By Kat Riddler, Managing Editor

On June 29, Heath McClung, senior, engineering, was named one of two from the University of Missouri System to receive the Pat Tillman Scholars honor. McClung is the second University of Missouri-St. Louis’ student to receive this honor. The scholarship will pay for tuition and textbooks through the end of their academic career.

“The Pat Tillman Scholars program is one of the most prestigious awards for our nation’s student veterans,” said Mun Choi, president of the UM System. “This year, 60 scholars were named from an applicant pool of thousands. As Tillman Scholars, Paul and Heath are representing our nation’s very best, right here in Missouri.”

McClung graduated from Lafayette High School and briefly attended Truman State University before joining the Army. He served three years. During his 2011 deployment to Afghanistan, he suffered injuries that ultimately resulted in the amputation of his left leg. He hopes to obtain a graduate degree in prosthetics and orthotics.

“I think it’s fascinating technology and really rewarding,” said McClung, who is president of the UMSL Student Veteran Association and volunteers with The Mission Continues, the World Pediatric Project, and the American Orthotic and Prosthetic Association. “These are things that help people in their daily lives. Ideally, I want to work either in a practice and treat patients or work for a company helping to design and make the next generation of prosthetics. The Pat Tillman Foundation is helping me achieve this goal.”

The other student to receive the honor was Paul Wade, law, from the University of Missouri-Columbia. Wade graduated from Glenwood High School in Chatham, Illinois, and received his undergraduate degree from Truman State University. In the Army, Wade served in three combat deployments in Iraq and Afghanistan. Previously, Wade served as vice-president of Mizzou Law Student Veterans Association. He also has participated in the Mizzou Law Veterans Clinic, where law students can practice their legal skills helping veterans with legal issues connected to their service.

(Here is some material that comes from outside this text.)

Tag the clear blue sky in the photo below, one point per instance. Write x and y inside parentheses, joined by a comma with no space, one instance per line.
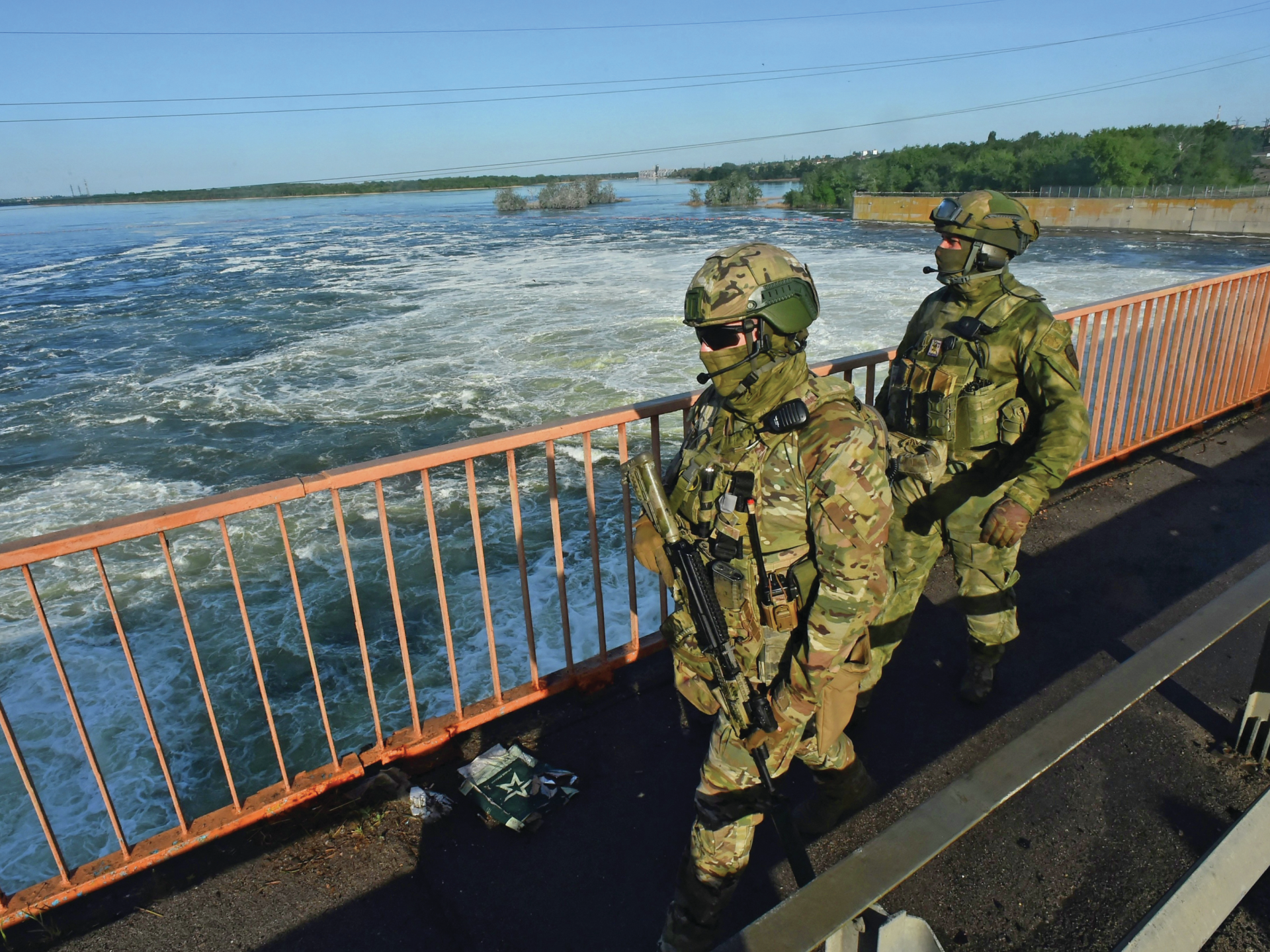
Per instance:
(200,151)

“As a veteran, I don’t believe myself to be any better than my civilian classmates, but I recognize that my experiences are drastically different from many other people attending law school,” Wade said. “The Pat Tillman Foundation recognizes the need to have veteran leadership at all levels to bring the unique experiences and perspectives veterans share into the public discourse. Being in the small group of Tillman Scholars allows me to be part of a group of veterans working to make the country and world a better place.”

The Pat Tillman Foundation receives thousands of applications from military veterans and their spouses every year. Scholars are chosen based on “ extraordinary academic and leadership potential, a true sense of vocation, and a deep commitment to create positive change through their work in the fields of medicine, law, business, policy, technology, education and the arts,” according to their website. Only 60 are chosen each year and the scholarship was created after Pat Tillman, an all-star NFL career with the Arizona Cardinals who was called to serve after 9/11, and died in 2004 by friendly fire.